Jesus Christ, that is creepy.


#3

Reminds me of the common and never out of fashion telenovela trope of the woman who lost her baby (dead or kidnapped) and uses a very cheap plastic doll to act out mother fantasies. The scenes are usually scored with music out of a Hammer Film production and shot in dark rooms.


#4

Born in the 1990s, the fad has blossomed into a healthy subculture, albeit a widely misunderstood one.

What an unusual way to use the word “healthy.”


#5

I question the negativity of the responses here. Objectively speaking, exactly what is wrong with playing with realistic dolls?


#6

Well… I guess we all need a hobby.


#7

I agree. Why is it ok to ridicule, insult or marginalize some things seen as different from the norm, but not others? Easy laugh? Novelty?

I do “get” the response, as it’s hard not to have a knee jerk “creepy” reaction just due to the uncanny valley-ness of hyper-realistic dolls, which seems amplified when applied to babies for some reason. That, along with the (unfair) tendency to accept it as normal when someone develops an emotional attachment to an inanimate object (phone, car, model train, etc.) EXCEPT when it resembles a human (or if their particular mode of expression isn’t within our idea of what it “should” be). But…that initial response is really no excuse for not trying to do better.


#8

Thank you Daneyul and Starrygordon. I had a minor reaction when I read this article, but the woman in the red dress struck a cord in me somewhere. I did some research, and it appears many of the owners or “Adopters” of these types of dolls are dealing with some past trauma, loss of a child or a sibling.

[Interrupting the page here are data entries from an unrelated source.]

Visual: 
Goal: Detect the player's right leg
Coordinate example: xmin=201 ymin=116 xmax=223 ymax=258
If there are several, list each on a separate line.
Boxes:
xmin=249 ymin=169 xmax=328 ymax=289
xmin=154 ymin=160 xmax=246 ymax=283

These dolls aren’t toys, they’re therapy tools. The people featured in these photos don’t need our scorn, they need our sympathy.


#9

As this subculture has grown so has the prevalence of emergency responders breaking windows to rescue what appear to be real babies trapped in overheated cars. Some people have (I think unfairly) mocked the police for making these mistakes, but c’mon—what should a responsible person do in that situation?

I guess the moral is that if you’re into this sort of thing then don’t go for half measures. Either take the doll into the store with you or lock it in the trunk so people don’t get the wrong idea.


#10

That, too, is a negative response, however. Let’s suppose instead that these women are practicing an art or craft. Maybe they just like the aesthetics of babies, at least really cute ones, even if many of the rest of us do not. I trust you all are aware that many, many people who may or may not have Problems have practiced doll-making and -curation as an art, including dramatization of the dolls in public spaces. Sometimes it’s therapeutic (Hogancamp, Lankton) sometimes it’s not (Feininger). Let us give our ignorance due respect.


#11

Word.

I think that the notion of replacing the subject of an unfortunate loss with an object may be the source of unease.

We should understand that people mourn/cope in many various ways and if these things bring so much as a modicum of comfort to the afflicted they are more than worthwhile.